Buyers ought to articulate and promote a strong narrative of the net ESG benefits of the transaction and how the transaction will lead to significant ESG improvements in the long term.
Opportunities may arise for a buyer to make key ESG commitments in connection with an acquisition. For example, in the recently completed Rogers Communications acquisition of Shaw Communications, Rogers committed in the transaction announcement to establish a new $1 billion fund dedicated to connecting rural, remote and Indigenous communities across Western Canada to high-speed internet and closing critical connectivity gaps for underserved areas. In the resources sector, acquisitions often provide buyers with important opportunities to make new ESG-related commitments. Likewise, in announcing its agreement to acquire Sabina Gold and its project in the Black River Gold District in Nunavut, B2 Gold noted its commitment to respect and collaborate with the local Indigenous community and to develop the project in a manner that recognizes Indigenous input and concerns and brings long-term socio-economic benefits to the area (see our article “Indigenous involvement in major projects: 3 best practices to thrive in the evolving projects ecosystem” for more). B2 Gold also announced its intention to explore the development of a renewable wind power facility for the project (including to support B2 Gold’s existing greenhouse gas emissions reduction targets) and to assess the possibility of introducing a green hydrogen powered mining fleet.

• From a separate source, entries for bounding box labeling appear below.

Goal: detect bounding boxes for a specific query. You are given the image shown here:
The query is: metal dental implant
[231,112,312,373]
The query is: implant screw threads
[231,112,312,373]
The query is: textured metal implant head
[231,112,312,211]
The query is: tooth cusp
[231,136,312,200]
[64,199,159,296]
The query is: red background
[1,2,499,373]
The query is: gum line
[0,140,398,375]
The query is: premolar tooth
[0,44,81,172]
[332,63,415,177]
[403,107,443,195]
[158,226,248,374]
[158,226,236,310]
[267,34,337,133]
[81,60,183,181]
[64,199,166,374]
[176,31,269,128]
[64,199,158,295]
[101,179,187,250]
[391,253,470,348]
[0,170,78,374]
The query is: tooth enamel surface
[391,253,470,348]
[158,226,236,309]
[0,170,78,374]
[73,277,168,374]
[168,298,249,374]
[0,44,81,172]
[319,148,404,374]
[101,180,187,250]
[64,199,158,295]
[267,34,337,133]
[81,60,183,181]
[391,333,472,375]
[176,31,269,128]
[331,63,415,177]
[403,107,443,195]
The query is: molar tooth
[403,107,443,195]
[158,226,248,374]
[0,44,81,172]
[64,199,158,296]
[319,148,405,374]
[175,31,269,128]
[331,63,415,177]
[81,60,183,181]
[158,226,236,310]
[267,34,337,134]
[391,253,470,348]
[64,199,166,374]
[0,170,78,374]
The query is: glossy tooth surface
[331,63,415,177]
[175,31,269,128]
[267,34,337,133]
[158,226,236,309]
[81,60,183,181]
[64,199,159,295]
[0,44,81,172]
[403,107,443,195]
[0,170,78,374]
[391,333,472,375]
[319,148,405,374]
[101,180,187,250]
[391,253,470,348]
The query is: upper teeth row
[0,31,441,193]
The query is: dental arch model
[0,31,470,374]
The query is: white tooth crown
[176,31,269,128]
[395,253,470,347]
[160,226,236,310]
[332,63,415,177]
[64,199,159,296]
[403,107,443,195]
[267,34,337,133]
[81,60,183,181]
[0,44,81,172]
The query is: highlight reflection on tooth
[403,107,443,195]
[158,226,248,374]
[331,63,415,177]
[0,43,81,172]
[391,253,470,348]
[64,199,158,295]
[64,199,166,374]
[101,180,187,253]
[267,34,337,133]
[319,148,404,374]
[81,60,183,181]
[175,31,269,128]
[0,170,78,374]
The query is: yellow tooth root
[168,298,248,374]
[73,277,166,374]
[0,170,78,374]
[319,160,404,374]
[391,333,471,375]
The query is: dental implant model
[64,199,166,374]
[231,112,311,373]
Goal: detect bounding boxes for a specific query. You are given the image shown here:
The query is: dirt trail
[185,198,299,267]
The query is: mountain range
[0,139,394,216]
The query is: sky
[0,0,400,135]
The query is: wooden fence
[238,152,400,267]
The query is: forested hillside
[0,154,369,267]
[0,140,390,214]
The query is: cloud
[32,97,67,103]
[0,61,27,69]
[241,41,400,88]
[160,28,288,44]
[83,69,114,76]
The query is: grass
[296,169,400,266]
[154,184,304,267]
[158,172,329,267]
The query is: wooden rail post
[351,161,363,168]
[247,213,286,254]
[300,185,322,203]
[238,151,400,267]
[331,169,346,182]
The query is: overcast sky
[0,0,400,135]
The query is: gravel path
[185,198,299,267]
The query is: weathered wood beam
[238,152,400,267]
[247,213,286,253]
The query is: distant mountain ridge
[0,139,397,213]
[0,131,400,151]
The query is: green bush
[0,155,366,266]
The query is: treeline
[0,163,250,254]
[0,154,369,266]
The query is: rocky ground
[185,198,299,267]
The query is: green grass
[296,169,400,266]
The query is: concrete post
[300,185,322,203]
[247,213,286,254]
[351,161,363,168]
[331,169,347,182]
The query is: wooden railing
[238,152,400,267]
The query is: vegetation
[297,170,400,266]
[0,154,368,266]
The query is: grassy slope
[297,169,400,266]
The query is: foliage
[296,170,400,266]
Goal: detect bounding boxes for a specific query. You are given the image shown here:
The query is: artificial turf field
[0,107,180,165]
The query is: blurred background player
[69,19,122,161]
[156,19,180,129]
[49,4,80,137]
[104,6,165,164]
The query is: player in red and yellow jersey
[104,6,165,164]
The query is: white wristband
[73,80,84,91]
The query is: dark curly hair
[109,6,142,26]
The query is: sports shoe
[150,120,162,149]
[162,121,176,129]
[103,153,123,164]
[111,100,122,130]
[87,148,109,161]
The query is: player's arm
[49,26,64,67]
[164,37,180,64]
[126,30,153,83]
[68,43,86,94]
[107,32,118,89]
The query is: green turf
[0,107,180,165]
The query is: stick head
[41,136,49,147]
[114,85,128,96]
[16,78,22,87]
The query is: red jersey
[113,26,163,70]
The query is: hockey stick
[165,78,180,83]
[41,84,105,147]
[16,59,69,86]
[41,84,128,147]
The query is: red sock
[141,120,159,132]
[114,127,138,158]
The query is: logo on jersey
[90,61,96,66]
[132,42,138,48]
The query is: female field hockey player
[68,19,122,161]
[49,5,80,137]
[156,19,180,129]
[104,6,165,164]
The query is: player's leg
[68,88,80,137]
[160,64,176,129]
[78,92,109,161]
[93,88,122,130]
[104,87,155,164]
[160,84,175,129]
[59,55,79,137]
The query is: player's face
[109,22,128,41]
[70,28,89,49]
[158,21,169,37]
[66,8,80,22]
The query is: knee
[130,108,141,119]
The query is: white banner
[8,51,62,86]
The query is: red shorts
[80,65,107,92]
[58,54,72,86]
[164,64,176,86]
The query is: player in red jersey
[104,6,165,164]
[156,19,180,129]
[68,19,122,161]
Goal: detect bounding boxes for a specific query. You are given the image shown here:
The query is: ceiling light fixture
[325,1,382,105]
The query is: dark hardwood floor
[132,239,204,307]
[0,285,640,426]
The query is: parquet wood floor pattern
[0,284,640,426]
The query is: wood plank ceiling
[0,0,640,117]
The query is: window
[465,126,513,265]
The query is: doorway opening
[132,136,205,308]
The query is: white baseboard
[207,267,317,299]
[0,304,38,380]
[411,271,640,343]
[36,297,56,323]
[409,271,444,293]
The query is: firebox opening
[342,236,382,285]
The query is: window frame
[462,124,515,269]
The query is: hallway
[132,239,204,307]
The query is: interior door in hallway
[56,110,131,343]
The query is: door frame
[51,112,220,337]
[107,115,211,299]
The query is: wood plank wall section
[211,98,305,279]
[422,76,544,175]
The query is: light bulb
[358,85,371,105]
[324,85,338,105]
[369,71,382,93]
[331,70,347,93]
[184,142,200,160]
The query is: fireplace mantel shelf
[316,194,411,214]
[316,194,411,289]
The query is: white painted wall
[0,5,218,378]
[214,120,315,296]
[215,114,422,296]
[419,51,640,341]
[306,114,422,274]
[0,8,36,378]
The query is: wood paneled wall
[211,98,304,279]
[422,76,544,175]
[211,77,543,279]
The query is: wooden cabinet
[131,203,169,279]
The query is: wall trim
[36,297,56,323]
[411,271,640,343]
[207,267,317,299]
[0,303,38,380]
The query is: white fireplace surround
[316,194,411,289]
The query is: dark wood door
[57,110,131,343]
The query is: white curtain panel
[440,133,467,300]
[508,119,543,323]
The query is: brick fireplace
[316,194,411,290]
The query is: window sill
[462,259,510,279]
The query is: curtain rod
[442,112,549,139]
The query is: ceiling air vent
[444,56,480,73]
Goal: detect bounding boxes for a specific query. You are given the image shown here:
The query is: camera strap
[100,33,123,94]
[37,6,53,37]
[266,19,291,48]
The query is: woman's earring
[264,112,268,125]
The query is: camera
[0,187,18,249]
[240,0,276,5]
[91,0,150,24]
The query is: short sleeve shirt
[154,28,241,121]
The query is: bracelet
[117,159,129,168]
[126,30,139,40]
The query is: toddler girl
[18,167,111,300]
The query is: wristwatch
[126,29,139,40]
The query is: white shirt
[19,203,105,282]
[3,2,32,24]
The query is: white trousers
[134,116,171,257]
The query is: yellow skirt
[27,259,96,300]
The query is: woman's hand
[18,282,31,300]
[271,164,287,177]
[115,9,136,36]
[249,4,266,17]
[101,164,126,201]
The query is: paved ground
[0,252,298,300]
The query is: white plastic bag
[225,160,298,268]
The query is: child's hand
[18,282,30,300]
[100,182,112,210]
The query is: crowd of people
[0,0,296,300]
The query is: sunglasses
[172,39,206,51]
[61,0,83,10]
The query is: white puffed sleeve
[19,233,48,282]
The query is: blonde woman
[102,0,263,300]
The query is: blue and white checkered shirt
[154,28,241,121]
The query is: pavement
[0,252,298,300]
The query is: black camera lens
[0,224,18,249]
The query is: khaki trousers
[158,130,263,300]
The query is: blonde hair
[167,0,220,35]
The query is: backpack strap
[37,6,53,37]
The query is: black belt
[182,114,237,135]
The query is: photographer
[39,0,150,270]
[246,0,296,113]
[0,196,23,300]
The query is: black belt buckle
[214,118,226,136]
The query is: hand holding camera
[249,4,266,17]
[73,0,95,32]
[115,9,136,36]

Complexity of ESG considerations in certain transactions
In the case of some transactions, the ESG considerations can present additional complexity as different buyers may look at ESG matters from different perspectives and have different objectives. Some buyers may view a target with ESG shortcomings as an opportunity to enhance the target’s ESG performance and hence create a net ESG gain once buyer and target are combined. For example, target companies that are heavily fossil fuel dependent may be attractive to buyers seeking to invest in an energy transition opportunity. They may also be attractive to buyers who could serve as responsible owners of those assets while in the medium to long term reducing their carbon intensity—even though the acquisition would increase the immediate overall carbon intensity of the combined company. In these types of cases, it is important for buyers to articulate and promote a strong narrative of the net ESG benefits of the transaction and how the transaction will lead to significant ESG improvements in the long term. As part of this, buyers may consider making specific ESG commitments to support the strategy and messaging. Buyers need to consider the ESG priorities of their shareholders and broader stakeholder base and whether (and how to ensure that) the transaction will receive sufficient support from the various corporate constituencies and the market in general.

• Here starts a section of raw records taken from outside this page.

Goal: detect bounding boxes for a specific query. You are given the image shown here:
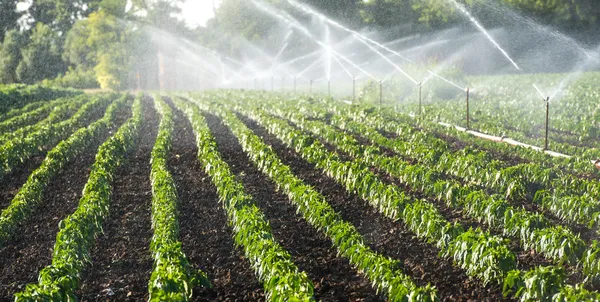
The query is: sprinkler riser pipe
[467,88,471,129]
[544,97,550,150]
[352,78,356,102]
[419,83,423,116]
[379,81,383,109]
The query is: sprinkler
[379,80,383,109]
[352,77,356,102]
[544,97,550,151]
[466,87,471,129]
[419,82,423,116]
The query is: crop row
[0,96,112,179]
[15,97,142,301]
[223,93,590,299]
[262,101,600,281]
[0,96,89,146]
[174,99,314,301]
[316,101,600,228]
[195,98,438,301]
[0,99,67,133]
[0,85,81,115]
[148,95,210,301]
[0,95,128,246]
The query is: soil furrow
[78,99,159,301]
[168,105,265,301]
[0,152,46,210]
[0,104,129,300]
[244,114,510,301]
[206,115,383,301]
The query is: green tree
[17,23,65,84]
[27,0,102,34]
[0,0,22,41]
[503,0,600,27]
[0,29,28,84]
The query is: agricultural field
[0,82,600,301]
[384,72,600,159]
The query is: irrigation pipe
[438,122,600,170]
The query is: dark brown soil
[0,154,46,209]
[168,103,265,301]
[78,99,159,301]
[245,114,504,301]
[206,115,383,301]
[0,105,127,300]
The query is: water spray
[544,97,550,151]
[352,77,356,102]
[466,87,471,130]
[287,0,414,63]
[271,76,275,91]
[379,80,383,110]
[419,82,423,116]
[252,0,377,80]
[448,0,521,71]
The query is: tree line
[0,0,600,89]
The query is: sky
[181,0,221,26]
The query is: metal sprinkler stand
[419,82,423,116]
[379,80,383,109]
[467,87,471,129]
[352,77,356,102]
[544,97,550,151]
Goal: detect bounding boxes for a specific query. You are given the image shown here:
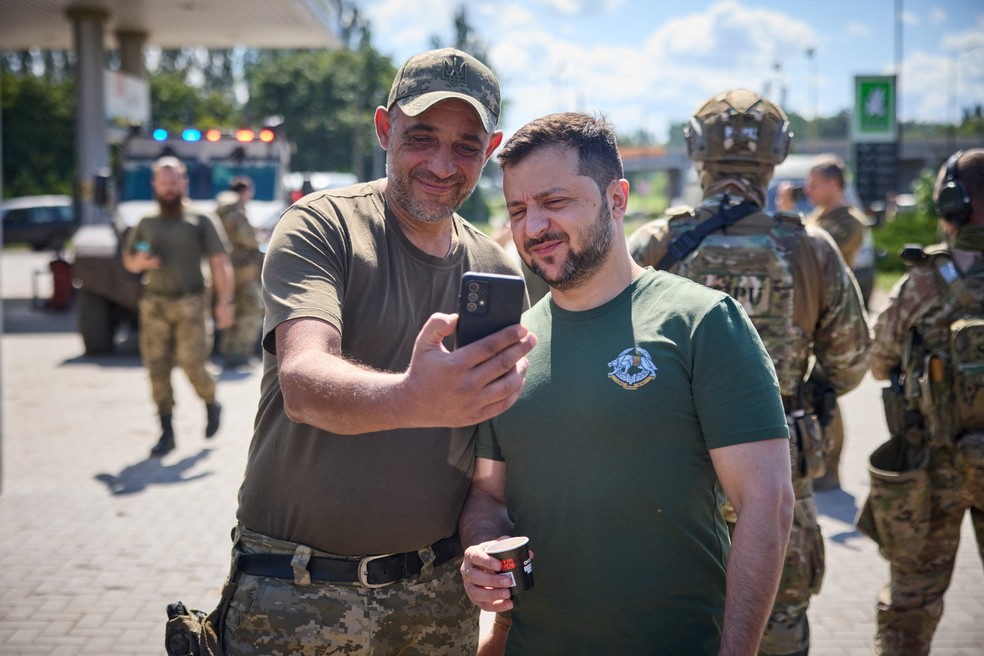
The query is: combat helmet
[683,89,793,204]
[684,89,793,167]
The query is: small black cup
[485,537,533,594]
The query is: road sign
[851,75,899,143]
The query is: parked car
[0,196,78,251]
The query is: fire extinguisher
[47,257,72,310]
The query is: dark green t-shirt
[238,182,519,555]
[477,269,787,656]
[124,208,226,296]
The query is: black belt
[143,289,205,299]
[236,533,464,588]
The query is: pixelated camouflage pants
[219,267,263,358]
[139,294,215,415]
[224,528,479,656]
[875,434,984,656]
[759,478,825,656]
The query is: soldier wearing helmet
[629,89,871,655]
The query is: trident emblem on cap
[441,56,467,87]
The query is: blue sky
[358,0,984,140]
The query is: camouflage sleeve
[809,229,871,395]
[871,269,938,380]
[628,218,670,268]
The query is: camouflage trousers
[139,293,215,415]
[219,273,263,359]
[875,433,984,656]
[758,478,826,656]
[223,527,479,656]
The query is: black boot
[205,401,222,437]
[150,415,174,458]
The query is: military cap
[387,48,499,133]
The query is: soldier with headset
[629,89,871,655]
[858,148,984,656]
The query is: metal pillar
[116,32,147,79]
[66,9,109,225]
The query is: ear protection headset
[936,150,970,226]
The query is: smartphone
[455,271,526,346]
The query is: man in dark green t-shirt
[459,113,793,655]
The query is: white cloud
[364,0,984,138]
[844,21,872,39]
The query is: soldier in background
[858,148,984,656]
[629,89,871,656]
[123,157,235,458]
[216,176,263,368]
[776,155,868,490]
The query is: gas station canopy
[0,0,339,50]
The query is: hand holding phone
[455,271,526,347]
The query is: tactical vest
[668,211,813,398]
[902,245,984,439]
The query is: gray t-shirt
[238,181,520,555]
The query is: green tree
[0,72,75,198]
[246,43,396,179]
[431,4,489,63]
[148,71,241,132]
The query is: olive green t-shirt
[477,269,788,656]
[238,181,519,555]
[124,207,226,296]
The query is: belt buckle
[359,554,396,588]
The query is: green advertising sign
[851,75,898,143]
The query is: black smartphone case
[455,271,526,346]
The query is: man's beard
[386,156,475,223]
[523,198,615,292]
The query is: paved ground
[0,251,984,656]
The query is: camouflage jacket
[806,205,867,267]
[629,197,871,395]
[216,195,260,267]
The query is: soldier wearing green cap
[204,48,535,655]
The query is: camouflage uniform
[216,192,263,364]
[139,292,215,416]
[858,237,984,656]
[124,208,225,418]
[806,205,868,267]
[223,526,478,656]
[806,205,867,489]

Once a transaction is announced, it may be subject to shareholder criticism or activist challenges on ESG grounds. Also, parties may be confronted with newly occurring ESG problems that cast doubt on their ESG credentials. As seen in other contexts, activists and NGOs are increasingly likely to focus on ESG issues to criticize or challenge transactions (in the case of other contexts, see for example our article “Shareholder litigation and corporate ESG policy: ClientEarth v. the directors of Shell plc”). In the event of such challenges or occurrences, transaction parties should promptly reiterate their commitment to ESG principles, show that extensive investigatory work was indeed done during the diligence process and lay out a credible and proactive plan to address the issues as soon as possible.